I think it’s okay that FCC takes away some channels if it means better cellphone signals and connectivity.

    Greg Martinez - December 24, 2019

    No argument there. It’s just that some compromises were made and for example there are now less physical channels available for TV broadcasts. This hasn’t had a big impact so far, but may cause some issues down the road with the rollout of Next Gen TV. But we’ll see.

N. Theis - January 3, 2020

Is it better to just get a rotator so I can rotate my antenna if I want a VHF then afterward a UHF?

    Greg Martinez - January 4, 2020

    Hi, if your antenna is dual VHF/UHF, then yes.

Ethan Shackleford - January 25, 2020

Hello, I’m trying to have CBS station thats over 90 miles away from here, I’m thinking of using two antennas, one Omni directional and one super high gain directional to get the CBS channel.
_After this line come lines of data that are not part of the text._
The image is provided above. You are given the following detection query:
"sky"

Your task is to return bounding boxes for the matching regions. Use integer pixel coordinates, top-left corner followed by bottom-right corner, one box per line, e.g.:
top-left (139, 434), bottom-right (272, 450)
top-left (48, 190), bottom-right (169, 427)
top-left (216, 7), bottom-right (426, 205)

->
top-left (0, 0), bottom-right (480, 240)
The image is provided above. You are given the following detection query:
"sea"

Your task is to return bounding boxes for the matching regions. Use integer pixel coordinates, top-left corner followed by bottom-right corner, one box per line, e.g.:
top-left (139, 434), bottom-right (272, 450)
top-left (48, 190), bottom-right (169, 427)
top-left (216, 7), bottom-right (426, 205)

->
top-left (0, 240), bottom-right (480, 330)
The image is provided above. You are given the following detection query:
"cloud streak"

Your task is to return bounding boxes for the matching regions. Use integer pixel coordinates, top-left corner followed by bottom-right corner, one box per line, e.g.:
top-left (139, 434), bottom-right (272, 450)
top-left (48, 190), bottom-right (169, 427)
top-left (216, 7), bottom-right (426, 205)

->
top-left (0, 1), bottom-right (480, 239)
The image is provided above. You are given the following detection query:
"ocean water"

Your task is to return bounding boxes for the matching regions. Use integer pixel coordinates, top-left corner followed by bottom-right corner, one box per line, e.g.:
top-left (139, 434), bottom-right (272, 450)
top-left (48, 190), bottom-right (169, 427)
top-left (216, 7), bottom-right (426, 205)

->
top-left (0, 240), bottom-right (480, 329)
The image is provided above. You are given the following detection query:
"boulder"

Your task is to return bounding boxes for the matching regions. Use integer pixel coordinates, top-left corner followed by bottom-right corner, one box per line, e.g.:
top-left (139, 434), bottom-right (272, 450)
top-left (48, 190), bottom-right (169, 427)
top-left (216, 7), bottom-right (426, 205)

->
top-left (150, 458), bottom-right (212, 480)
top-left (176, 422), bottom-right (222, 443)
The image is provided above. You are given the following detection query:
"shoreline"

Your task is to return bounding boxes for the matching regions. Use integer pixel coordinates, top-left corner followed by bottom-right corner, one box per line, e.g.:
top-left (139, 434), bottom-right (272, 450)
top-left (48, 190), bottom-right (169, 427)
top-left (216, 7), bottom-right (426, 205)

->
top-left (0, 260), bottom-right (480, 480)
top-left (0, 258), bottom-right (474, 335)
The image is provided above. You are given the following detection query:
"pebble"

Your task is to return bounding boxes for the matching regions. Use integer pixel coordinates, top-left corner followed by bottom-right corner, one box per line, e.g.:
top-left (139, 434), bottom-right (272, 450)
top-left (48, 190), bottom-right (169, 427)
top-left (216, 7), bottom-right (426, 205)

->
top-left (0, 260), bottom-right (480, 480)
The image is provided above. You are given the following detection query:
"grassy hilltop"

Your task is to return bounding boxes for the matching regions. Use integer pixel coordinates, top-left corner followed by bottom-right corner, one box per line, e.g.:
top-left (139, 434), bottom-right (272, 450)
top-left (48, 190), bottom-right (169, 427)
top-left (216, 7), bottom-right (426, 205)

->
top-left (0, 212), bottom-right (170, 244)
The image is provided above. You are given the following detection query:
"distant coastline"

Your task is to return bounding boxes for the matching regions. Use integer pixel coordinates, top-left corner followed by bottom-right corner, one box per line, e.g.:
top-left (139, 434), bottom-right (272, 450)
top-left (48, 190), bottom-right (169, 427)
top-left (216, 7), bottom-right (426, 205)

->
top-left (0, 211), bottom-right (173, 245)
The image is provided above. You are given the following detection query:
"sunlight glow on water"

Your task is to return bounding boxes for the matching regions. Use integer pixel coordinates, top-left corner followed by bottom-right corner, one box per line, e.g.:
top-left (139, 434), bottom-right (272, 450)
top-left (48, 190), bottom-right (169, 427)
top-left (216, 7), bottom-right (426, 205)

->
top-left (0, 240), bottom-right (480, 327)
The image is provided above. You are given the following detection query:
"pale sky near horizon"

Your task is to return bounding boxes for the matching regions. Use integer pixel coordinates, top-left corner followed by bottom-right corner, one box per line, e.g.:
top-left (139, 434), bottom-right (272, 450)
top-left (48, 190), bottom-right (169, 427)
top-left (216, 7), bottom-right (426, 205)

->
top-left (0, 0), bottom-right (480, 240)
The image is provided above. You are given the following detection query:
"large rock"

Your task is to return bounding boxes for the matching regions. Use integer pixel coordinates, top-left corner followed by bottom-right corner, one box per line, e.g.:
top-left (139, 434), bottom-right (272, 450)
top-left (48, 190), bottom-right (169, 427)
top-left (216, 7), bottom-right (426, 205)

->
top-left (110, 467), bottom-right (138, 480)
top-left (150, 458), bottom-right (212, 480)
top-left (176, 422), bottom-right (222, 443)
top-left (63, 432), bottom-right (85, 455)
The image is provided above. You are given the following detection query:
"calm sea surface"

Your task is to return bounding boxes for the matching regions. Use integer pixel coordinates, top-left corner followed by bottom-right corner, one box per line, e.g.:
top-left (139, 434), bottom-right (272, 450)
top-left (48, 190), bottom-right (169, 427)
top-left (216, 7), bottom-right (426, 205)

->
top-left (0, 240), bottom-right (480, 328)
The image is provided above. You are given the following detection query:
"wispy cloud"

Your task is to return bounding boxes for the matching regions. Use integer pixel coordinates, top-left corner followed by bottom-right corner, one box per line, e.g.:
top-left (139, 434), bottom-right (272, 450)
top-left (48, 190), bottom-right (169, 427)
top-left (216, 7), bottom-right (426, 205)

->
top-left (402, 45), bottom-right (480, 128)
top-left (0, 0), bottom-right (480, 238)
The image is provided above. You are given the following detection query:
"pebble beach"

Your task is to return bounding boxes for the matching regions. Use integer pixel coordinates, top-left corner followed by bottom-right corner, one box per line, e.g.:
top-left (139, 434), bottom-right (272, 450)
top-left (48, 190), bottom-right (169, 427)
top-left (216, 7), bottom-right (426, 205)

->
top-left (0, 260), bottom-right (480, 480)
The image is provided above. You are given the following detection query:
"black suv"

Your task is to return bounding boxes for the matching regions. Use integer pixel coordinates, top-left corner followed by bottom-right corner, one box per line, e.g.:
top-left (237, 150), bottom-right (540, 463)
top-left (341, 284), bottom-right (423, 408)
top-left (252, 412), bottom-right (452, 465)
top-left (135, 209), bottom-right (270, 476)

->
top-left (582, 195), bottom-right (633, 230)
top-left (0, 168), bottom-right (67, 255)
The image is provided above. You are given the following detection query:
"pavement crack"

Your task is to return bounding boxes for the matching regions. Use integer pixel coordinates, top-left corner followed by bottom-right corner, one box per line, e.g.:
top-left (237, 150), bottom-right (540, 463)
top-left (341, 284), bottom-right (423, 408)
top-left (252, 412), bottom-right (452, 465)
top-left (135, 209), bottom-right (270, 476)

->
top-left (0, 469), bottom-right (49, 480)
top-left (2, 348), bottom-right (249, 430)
Any suggestions on a UHF directional antenna that might be able to receive signals from 90 miles away? I would really appreciate that thanks.

    Greg Martinez - January 26, 2020

    You’ll definitely want to consider a long-range directional antenna (I hope the terrain and lack of local interference factors support your desire to pick up broadcasts from 90 miles away). I normally recommend the Winegard HD8200U; take a look at the size dimensions before buying it though – it’s pretty big but should fit on your roof.

Chuck Clore - February 16, 2020

Here in my area BBC is the only VHF station. I have an attic antenna and everything else comes in very well. When I search for VHF antennas I keep seeing marine radio ones. If it has the right connections could I use this? Is it likely to be better than the VHF element on my antenna now?

    Greg Martinez - February 17, 2020

    To generalize, a VHF antenna would probably get better reception for that VHF station. But then you would miss out on UHF stations. It sounds like the VHF element isn’t working on your antenna? In that case I would consider replacing your attic antenna with a Winegard HD7694P, a dual frequency antenna that gets better VHF than most.

DB Fullmer - April 4, 2020

What would be a good antenna that would allow me to get the UHF channels and VHF (WXIA and WPB)? Prefer indoor but attic could be an option also. Thanks!

    Greg Martinez - April 5, 2020

    Hi, try the Winegard HD7694P. That normally gets good dual reception!

Jim Navotney - March 9, 2021

Actually VHF is STILL the best frequency for long range reception and they still broadcast 1080i pictures just fine.
UHF signals have more than twice the path loss so they need high gain antennas to cover the same distance.
And VHF signals can bend around objects and penetrate trees that would block UHF signals.